Due to the productivity of the stem variation pattern, the morphological borders within these root extensions became blurred. In some cases, the appurtenance of varying stems to the same onomatopoeic root is unmistakable, e.g. t'acem, t'ancem, t'afacem, t'afancem ‘to sigh, lament’ or xancel, xafncel ‘to grunt (of ass)’. However, this is not always so. An example of the ambiguities involved here may be illustrated by the onomatopoeic root b- ‘to bellow’ (NBH, I: 500; HAB, I: 458) that is attested in b-nc -em ‘to bellow (of cows and calfs)’ (Anania Sanahnec'i, 11 c.); b-c-em ‘to bellow (of cow)’, b-c-am ‘to bellow (of bull)’ (John Chrysostom, 5 c.); b-j-em ‘to bellow (of cow)’ (Vardan Arewelc'i, 13 c.); b-b-c-am ‘to growl (of lion)’ (Grigor Tat'ewac'i 14 c.); b-b-c-em ‘to growl (of beast)’ (Karapet Sasnec'i, 12 c.), bi-b-em ‘to cry (of calf)’ (John Chrysostom, 5 c.). Now, the question is whether we shall, following Hr. Acaryan, attribute bafacem (Ephrem, 5 c.; Basil of Caesarea, 5 c.; Kirakos Drazarkec'i, 11 c.) and bafajem ‘to bleat (of a ram)’ (Eusebius of Caesarea, 5 c.) to the same root b- ‘to bellow; growl’, or to a distinct root baf- ‘to bleat’. A similar case of morphological ambiguity is presented by munc- (NBH, II: 287) whence mncem ‘to mourn (of dove)’ (Nahum 2:7; Ezek 7:16), and mrunc- (NBH, II: 302; I: 301; Hubschmann 476), whence mrncem ‘to roar (of lion, desperate man)’ (Bible) and mfncam ‘id.’ (Kirakos Drazarkc'i,
11 c.).
In a number of contexts, forms without -(a)r- and with it appear next to each other in a way that allows for the interpretation of -(a)r-forms as markedly expressive. Cf. John Crysostom: Ew mek' yorzam zart'nucumk, bazum zams 3nd koreln ew 3nd koskopeln, ew 3nd t'anceln ew 3nd tafanceln hanemk ‘And when we would awake,
there would be much time for stretching and yawning, and to utter sighs and laments’ (trans. (Greppin 1995: 57)); John Crysostom: Yorzam i sud mtanices, hacesces, haraces darnapes “When you would enter into mourning, you will cry out and sigh bitterly” (trans. (Greppin 1995: 60)); Bible (Jer. 47, 3): I jayne aspataki nora, i zinuc otic nora ew i saceloy karac nora ew i saraceloy anuocn nora “At the noise of the stamping of the hoofs of his strong (horses), at the rushing of his chariots, (and at) the rumbling of his wheels”; T'ovma Arcruni: Ibrew zxoz vayreni kncer krncer “he grunted like a wild pig” (NBH, I: 1127). Notably, hacel appears along with haracel in all the contexts (John Chrysostom, 5 c.; Yovhannes Mandakuni, 5 c.; Yovhannes Drasxanakertc'i, 10 c.; T'ovma Arcruni, 10 c.) provided in (NBH, II: 48).

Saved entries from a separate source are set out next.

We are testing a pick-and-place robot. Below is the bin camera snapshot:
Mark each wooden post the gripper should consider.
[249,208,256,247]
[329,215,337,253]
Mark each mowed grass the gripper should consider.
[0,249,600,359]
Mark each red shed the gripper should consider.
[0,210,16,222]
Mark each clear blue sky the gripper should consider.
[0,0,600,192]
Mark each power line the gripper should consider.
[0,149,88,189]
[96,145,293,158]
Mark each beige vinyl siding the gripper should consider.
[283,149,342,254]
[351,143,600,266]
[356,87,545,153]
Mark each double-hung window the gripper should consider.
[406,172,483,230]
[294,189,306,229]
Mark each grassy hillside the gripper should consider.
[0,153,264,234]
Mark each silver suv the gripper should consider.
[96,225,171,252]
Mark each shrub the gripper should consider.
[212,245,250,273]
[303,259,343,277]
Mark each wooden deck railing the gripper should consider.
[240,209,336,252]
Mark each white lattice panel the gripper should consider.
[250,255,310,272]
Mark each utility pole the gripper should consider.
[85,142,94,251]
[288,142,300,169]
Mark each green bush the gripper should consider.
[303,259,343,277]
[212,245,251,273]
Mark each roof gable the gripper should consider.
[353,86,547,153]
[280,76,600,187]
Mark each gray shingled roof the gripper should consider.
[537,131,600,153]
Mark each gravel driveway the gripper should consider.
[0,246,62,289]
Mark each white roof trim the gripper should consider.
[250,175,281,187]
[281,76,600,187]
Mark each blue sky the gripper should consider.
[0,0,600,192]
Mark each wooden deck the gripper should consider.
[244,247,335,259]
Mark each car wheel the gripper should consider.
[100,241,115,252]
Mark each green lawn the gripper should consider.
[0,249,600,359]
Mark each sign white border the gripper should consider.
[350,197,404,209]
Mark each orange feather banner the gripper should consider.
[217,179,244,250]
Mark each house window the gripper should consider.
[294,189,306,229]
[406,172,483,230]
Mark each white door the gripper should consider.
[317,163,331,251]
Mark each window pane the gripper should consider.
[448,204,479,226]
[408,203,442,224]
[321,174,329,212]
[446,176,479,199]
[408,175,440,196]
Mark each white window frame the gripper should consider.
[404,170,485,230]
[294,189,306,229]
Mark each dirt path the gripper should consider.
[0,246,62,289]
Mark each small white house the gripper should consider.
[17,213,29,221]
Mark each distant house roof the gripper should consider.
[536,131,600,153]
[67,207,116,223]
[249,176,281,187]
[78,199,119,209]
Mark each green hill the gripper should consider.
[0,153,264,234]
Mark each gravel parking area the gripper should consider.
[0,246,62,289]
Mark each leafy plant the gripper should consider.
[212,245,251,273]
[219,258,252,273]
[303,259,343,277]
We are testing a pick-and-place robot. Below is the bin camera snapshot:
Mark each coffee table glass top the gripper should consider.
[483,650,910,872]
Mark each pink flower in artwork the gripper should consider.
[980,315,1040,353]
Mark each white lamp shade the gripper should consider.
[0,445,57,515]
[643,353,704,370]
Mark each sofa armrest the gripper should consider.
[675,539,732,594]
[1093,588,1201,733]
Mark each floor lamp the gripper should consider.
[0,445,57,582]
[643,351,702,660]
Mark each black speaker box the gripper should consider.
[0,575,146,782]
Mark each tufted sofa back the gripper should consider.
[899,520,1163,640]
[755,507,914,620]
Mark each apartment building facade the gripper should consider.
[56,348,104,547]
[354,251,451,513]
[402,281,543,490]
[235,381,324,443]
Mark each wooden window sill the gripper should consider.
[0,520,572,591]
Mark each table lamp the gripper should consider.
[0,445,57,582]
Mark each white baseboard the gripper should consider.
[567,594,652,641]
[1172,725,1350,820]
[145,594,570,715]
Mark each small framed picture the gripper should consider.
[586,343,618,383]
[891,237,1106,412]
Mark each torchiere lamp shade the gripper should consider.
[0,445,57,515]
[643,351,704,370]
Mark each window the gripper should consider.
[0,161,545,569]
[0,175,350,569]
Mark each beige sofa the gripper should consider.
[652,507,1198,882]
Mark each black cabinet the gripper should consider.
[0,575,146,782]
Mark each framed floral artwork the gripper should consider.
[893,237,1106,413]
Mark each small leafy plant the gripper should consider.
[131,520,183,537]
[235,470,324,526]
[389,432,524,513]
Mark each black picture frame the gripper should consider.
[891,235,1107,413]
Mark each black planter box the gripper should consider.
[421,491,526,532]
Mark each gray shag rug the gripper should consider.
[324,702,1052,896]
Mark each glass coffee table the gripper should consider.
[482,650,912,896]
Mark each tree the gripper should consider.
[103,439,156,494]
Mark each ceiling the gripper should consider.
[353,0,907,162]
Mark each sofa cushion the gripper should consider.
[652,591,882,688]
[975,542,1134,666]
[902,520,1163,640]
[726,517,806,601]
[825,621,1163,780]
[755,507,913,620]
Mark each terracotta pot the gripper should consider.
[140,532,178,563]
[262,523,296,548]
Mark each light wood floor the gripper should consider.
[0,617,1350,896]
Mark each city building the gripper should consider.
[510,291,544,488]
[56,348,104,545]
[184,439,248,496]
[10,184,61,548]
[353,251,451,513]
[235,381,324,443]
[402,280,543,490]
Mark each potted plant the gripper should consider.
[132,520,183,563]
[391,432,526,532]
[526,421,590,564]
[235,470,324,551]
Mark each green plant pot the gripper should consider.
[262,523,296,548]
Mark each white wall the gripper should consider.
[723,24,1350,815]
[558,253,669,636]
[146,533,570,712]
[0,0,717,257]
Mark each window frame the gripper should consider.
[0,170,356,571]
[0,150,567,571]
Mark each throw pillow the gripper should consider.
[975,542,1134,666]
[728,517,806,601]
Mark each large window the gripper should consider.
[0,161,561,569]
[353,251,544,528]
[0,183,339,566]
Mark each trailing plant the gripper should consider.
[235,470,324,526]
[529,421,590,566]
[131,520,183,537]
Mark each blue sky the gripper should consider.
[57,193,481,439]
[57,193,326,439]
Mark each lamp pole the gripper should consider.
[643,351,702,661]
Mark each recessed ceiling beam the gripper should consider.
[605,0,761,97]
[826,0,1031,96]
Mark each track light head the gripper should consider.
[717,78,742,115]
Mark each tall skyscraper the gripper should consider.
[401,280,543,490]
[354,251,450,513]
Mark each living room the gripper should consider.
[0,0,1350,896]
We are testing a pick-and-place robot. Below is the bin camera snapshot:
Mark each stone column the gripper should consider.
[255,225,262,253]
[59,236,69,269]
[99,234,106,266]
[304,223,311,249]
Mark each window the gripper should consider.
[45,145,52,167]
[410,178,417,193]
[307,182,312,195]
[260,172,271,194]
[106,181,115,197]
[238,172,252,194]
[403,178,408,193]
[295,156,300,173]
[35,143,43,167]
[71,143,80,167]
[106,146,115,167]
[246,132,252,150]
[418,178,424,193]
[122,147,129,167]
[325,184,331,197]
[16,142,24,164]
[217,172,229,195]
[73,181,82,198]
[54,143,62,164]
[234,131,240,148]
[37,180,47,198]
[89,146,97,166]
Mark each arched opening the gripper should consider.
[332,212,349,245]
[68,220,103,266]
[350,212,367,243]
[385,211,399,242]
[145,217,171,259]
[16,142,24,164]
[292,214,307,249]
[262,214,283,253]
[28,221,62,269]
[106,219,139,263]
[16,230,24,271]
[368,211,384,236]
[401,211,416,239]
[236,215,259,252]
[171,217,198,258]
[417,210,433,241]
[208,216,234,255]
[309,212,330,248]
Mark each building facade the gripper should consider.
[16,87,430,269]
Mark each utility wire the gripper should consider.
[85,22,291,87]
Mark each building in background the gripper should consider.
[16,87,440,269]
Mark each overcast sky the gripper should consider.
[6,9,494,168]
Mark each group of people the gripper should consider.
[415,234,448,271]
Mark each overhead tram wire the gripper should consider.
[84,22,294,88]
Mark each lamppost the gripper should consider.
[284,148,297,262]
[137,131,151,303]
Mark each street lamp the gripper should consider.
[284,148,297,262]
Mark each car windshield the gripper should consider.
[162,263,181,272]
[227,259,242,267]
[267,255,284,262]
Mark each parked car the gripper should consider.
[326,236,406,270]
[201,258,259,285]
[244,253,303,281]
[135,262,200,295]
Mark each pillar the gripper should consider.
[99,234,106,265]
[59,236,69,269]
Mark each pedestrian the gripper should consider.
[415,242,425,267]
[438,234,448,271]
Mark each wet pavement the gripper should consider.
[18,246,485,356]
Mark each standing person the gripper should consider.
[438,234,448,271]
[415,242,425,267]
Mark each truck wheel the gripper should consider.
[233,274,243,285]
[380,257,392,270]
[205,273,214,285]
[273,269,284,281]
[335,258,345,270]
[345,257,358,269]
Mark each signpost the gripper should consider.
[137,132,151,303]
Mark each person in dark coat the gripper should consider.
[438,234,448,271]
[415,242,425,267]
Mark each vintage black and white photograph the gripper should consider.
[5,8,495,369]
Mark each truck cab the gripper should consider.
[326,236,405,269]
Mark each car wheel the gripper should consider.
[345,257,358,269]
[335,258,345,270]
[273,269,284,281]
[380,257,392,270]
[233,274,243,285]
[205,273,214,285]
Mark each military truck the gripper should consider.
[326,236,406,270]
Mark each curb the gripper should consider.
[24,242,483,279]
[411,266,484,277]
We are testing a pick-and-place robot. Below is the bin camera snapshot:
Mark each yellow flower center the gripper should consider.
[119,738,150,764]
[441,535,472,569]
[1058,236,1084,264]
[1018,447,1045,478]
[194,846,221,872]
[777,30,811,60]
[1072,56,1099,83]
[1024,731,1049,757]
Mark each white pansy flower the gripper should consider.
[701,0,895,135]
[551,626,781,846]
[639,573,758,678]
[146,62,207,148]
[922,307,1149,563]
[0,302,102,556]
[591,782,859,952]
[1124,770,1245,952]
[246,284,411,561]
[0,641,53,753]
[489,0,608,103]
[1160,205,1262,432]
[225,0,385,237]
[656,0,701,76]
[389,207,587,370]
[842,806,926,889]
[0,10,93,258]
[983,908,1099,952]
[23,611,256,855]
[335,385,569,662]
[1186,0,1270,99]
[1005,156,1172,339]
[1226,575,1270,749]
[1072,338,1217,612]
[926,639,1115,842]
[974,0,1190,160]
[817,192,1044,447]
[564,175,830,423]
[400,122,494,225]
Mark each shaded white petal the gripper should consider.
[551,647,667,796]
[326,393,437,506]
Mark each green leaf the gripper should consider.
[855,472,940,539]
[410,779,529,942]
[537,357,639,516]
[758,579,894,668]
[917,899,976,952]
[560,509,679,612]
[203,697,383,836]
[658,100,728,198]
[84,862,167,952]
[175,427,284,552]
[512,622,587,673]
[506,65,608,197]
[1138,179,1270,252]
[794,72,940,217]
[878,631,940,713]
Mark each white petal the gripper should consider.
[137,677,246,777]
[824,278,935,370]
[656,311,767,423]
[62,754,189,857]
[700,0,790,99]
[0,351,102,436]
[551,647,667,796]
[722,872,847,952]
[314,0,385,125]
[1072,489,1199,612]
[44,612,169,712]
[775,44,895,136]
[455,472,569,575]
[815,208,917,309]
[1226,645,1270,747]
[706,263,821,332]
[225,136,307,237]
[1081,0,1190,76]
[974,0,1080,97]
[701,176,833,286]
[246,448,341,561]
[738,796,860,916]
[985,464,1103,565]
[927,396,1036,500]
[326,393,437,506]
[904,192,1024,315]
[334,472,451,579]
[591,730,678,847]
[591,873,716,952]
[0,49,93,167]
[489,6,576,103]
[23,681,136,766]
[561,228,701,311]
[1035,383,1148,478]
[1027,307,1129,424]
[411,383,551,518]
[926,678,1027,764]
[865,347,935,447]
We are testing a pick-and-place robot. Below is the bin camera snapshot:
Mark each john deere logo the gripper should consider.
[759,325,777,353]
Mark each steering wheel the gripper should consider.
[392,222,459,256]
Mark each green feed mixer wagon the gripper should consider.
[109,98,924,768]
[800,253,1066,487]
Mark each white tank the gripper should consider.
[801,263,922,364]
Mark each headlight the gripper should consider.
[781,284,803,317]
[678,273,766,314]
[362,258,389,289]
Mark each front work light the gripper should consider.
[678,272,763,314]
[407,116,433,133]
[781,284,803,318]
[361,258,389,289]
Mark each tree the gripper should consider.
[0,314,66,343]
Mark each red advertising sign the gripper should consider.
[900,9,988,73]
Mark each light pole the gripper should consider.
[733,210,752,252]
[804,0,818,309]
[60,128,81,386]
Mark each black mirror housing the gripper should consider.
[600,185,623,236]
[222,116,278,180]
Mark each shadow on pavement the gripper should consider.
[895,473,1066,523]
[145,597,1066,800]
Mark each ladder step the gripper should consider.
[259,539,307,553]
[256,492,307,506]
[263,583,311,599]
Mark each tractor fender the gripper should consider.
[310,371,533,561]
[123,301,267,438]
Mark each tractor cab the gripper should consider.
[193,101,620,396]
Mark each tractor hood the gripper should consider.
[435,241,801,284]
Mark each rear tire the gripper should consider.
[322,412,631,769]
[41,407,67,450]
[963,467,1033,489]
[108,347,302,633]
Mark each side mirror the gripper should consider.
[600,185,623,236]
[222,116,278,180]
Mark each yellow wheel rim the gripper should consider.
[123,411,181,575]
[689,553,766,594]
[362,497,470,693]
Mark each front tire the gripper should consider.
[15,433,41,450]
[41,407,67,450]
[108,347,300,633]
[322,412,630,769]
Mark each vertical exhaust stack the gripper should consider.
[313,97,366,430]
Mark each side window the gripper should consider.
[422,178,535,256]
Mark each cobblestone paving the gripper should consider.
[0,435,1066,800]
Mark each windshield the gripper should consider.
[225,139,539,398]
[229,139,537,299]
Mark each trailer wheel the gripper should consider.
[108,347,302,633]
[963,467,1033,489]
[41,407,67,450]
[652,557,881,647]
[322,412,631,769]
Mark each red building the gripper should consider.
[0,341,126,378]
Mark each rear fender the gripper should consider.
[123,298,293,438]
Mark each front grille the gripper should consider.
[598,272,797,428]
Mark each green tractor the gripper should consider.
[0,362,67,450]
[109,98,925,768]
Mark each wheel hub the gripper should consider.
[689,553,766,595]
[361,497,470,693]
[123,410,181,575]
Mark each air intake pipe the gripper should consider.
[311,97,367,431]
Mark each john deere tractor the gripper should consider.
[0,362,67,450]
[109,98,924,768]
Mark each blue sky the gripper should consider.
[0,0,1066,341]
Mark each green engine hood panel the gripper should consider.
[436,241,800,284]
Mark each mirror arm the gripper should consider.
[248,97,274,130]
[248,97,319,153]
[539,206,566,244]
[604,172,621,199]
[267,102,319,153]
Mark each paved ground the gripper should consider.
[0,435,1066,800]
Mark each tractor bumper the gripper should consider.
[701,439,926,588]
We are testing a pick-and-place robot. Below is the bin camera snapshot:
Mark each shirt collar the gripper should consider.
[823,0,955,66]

7. Although no decisive solution have been proposed concerning the relation between the present suffixes and onomatopoeic stem extensions, some very tentative considerations are presented below that attempt to find functional links between the alleged present suffix prototype *-ehrsk- (matched by aorists in *-ehr) and the onomatopoeic verbs in other Indo-European languages.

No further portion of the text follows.